Autre point majeur de la réforme que la ministre s'apprête à proposer : une nouvelle procédure, en deux temps, pour juger les mineurs délinquants. Les mineurs ne peuvent jamais être jugés en comparution immédiate, c'est la règle, et elle demeurera. Mais Nicole Belloubet voudrait mettre en place une nouvelle procédure, avec dans un premier temps une déclaration de culpabilité par un juge, qui devrait avoir lieu dans les semaines qui suivent la commission de l'acte délictueux, et non un an et demi après, comme c'est souvent le cas, actuellement. 

Après cette déclaration de culpabilité qui permettrait au mineur délinquant de prendre conscience rapidement de la gravité de son acte, il serait mis à l'épreuve pendant quelques mois, encadré par des éducateurs.
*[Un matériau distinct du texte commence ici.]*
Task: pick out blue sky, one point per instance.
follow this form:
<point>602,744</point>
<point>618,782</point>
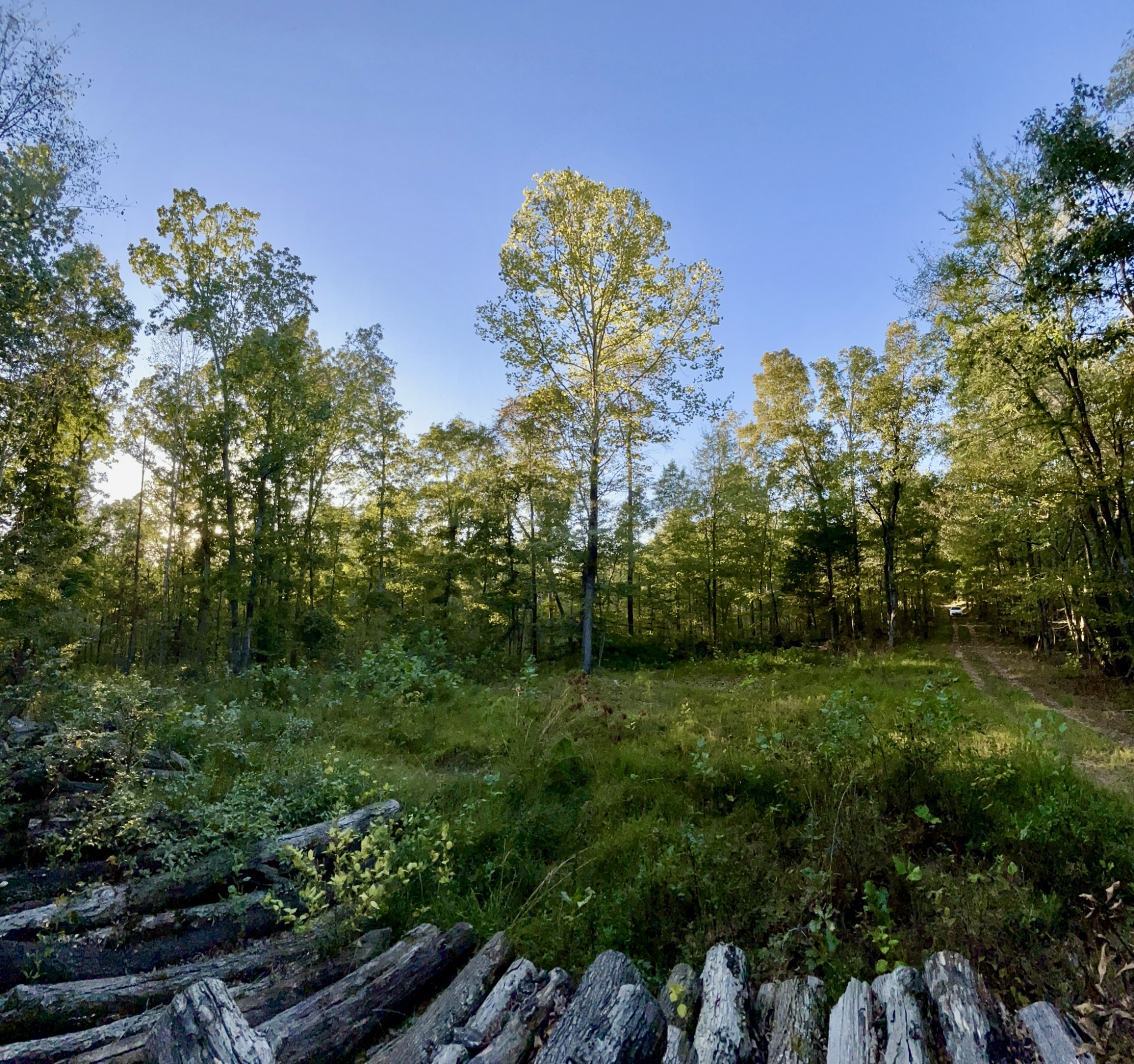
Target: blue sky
<point>807,150</point>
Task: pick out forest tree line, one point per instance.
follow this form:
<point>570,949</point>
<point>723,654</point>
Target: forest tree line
<point>284,512</point>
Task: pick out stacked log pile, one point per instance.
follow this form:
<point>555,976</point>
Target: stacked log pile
<point>159,970</point>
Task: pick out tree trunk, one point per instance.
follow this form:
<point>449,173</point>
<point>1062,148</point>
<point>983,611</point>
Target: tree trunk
<point>453,1008</point>
<point>1053,1039</point>
<point>612,1019</point>
<point>630,538</point>
<point>125,1038</point>
<point>203,1026</point>
<point>723,1032</point>
<point>58,1008</point>
<point>591,561</point>
<point>853,1034</point>
<point>514,987</point>
<point>797,1028</point>
<point>965,1011</point>
<point>533,1018</point>
<point>901,994</point>
<point>342,1019</point>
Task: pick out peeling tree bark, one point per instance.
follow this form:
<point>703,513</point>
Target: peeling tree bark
<point>723,1032</point>
<point>1048,1031</point>
<point>853,1035</point>
<point>901,995</point>
<point>203,1026</point>
<point>612,1019</point>
<point>455,1005</point>
<point>532,1019</point>
<point>797,1028</point>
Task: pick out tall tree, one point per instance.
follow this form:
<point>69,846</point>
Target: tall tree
<point>899,408</point>
<point>597,320</point>
<point>218,285</point>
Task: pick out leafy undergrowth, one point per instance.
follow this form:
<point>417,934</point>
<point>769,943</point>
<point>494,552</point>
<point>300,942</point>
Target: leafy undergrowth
<point>831,814</point>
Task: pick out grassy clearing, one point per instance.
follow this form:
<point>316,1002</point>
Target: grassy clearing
<point>835,815</point>
<point>831,814</point>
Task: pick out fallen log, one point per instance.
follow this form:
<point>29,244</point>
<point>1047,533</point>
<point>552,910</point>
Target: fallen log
<point>118,952</point>
<point>723,1032</point>
<point>50,1009</point>
<point>764,1011</point>
<point>679,998</point>
<point>343,1018</point>
<point>203,1026</point>
<point>901,995</point>
<point>453,1053</point>
<point>123,1042</point>
<point>131,1030</point>
<point>318,836</point>
<point>285,988</point>
<point>797,1029</point>
<point>19,887</point>
<point>514,986</point>
<point>853,1035</point>
<point>198,883</point>
<point>1053,1041</point>
<point>534,1019</point>
<point>965,1011</point>
<point>453,1008</point>
<point>612,1019</point>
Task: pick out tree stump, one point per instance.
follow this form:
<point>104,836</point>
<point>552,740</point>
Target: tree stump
<point>723,1031</point>
<point>611,1020</point>
<point>1049,1034</point>
<point>853,1031</point>
<point>797,1027</point>
<point>901,995</point>
<point>514,986</point>
<point>453,1008</point>
<point>203,1026</point>
<point>679,998</point>
<point>532,1019</point>
<point>964,1010</point>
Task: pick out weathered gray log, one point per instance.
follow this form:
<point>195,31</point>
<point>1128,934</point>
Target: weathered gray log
<point>45,1009</point>
<point>287,987</point>
<point>1049,1032</point>
<point>532,1020</point>
<point>318,836</point>
<point>797,1028</point>
<point>723,1032</point>
<point>453,1009</point>
<point>853,1035</point>
<point>176,890</point>
<point>612,1019</point>
<point>764,1011</point>
<point>452,1053</point>
<point>343,1018</point>
<point>123,1042</point>
<point>114,951</point>
<point>514,986</point>
<point>63,1047</point>
<point>965,1010</point>
<point>901,995</point>
<point>678,1050</point>
<point>20,887</point>
<point>679,998</point>
<point>203,1026</point>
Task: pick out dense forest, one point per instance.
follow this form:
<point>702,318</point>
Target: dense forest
<point>284,512</point>
<point>556,682</point>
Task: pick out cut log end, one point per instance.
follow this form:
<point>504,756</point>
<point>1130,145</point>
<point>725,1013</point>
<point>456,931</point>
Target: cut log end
<point>203,1026</point>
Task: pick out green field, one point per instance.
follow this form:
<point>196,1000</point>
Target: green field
<point>831,814</point>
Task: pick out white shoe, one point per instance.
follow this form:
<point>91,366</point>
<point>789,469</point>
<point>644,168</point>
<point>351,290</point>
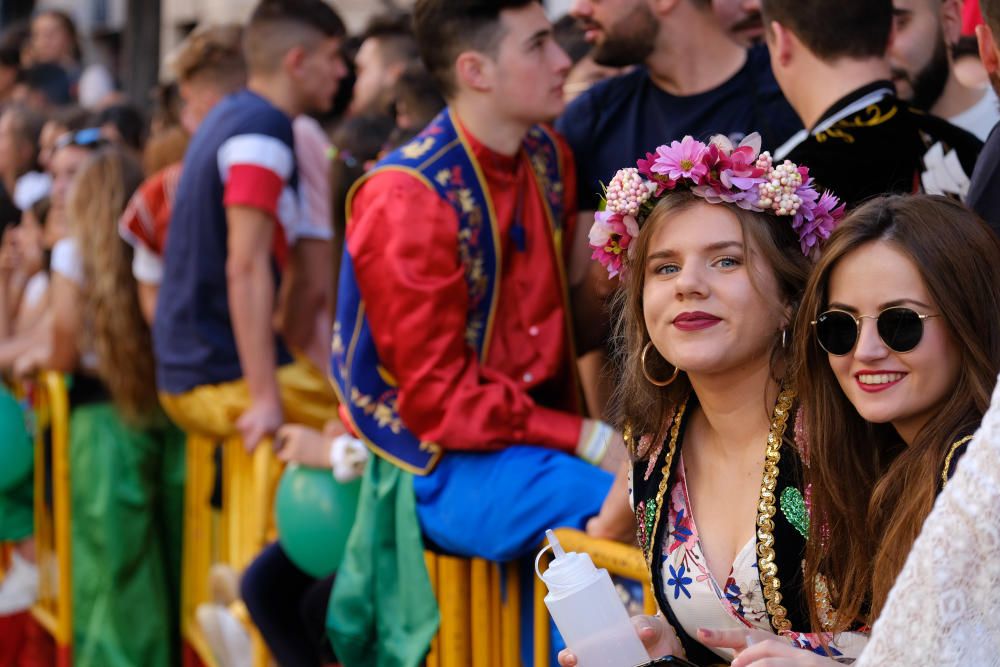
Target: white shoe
<point>226,636</point>
<point>19,587</point>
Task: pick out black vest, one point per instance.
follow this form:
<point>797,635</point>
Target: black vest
<point>782,579</point>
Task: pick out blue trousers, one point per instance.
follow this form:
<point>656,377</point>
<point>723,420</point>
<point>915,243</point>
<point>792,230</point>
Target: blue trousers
<point>497,506</point>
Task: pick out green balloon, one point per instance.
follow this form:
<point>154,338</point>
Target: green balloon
<point>315,513</point>
<point>17,455</point>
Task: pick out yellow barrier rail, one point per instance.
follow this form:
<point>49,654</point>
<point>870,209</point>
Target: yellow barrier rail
<point>620,559</point>
<point>479,617</point>
<point>54,608</point>
<point>233,536</point>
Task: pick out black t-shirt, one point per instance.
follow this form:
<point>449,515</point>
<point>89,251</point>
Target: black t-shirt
<point>10,215</point>
<point>870,143</point>
<point>984,193</point>
<point>619,120</point>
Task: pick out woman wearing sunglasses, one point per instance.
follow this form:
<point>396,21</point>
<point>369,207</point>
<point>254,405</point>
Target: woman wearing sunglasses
<point>900,347</point>
<point>714,245</point>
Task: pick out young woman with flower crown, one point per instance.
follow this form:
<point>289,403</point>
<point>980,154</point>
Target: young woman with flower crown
<point>713,243</point>
<point>899,352</point>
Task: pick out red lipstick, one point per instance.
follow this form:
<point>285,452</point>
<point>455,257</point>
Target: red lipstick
<point>695,321</point>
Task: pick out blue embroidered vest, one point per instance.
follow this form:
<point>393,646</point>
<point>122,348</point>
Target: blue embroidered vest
<point>440,157</point>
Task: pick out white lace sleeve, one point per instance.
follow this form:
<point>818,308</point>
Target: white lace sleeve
<point>943,609</point>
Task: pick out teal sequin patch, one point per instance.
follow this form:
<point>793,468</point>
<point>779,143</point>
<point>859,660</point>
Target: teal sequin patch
<point>793,506</point>
<point>650,520</point>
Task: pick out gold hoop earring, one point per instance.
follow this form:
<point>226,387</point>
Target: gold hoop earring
<point>649,378</point>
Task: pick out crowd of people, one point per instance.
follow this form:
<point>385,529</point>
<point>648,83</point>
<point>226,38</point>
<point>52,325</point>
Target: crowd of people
<point>731,259</point>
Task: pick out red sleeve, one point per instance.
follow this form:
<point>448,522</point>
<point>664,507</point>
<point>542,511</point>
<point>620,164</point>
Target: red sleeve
<point>569,195</point>
<point>403,241</point>
<point>255,169</point>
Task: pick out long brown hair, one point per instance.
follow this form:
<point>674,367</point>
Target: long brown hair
<point>114,327</point>
<point>637,402</point>
<point>871,492</point>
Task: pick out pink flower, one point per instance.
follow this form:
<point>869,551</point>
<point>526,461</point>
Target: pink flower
<point>610,237</point>
<point>627,192</point>
<point>682,159</point>
<point>817,217</point>
<point>662,182</point>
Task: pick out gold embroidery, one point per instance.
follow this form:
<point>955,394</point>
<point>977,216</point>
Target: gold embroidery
<point>418,148</point>
<point>337,344</point>
<point>766,510</point>
<point>947,459</point>
<point>384,413</point>
<point>870,117</point>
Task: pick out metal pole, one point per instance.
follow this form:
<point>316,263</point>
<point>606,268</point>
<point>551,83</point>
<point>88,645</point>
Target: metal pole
<point>141,53</point>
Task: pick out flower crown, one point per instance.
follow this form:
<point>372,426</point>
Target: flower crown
<point>717,172</point>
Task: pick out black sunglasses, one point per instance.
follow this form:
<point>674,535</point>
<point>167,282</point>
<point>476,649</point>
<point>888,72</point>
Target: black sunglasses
<point>900,328</point>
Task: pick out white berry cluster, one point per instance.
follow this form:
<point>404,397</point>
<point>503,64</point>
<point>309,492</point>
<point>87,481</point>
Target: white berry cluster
<point>627,193</point>
<point>778,192</point>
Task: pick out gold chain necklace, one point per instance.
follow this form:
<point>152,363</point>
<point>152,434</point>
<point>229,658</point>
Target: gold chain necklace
<point>947,460</point>
<point>766,507</point>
Et c'est seulement au bout de cette mise à l'épreuve éducative que le juge des enfants prononcerait enfin la peine. Peine qui tiendrait compte du comportement du mineur délinquant durant sa mise à l'épreuve. 

"Réduire de moitié la durée des procédures"

Objectif de la ministre de la Justice avec cette nouvelle procédure : "réduire de moitié la durée des procédures", confie-t-elle dans les colonnes de La Croix, ce jeudi. Ce jeudi, à 8h20, Nicole Belloubet donnera tous les détails de son avant-projet de réforme au micro France Inter de Léa Salamé et de Nicolas Demorand. Un avant-projet de réforme qu'elle va soumettre aussitôt à la concertation des professionnels de la justice des mineurs. Puis le projet de réforme final sera proposé en conseil des ministres au mois de septembre 2019. Il restera sous forme d'ordonnance. Mais une ordonnance que Nicole Belloubet veut soumettre au Parlement avec propositions d'amendements, assure-t-on à la Chancellerie.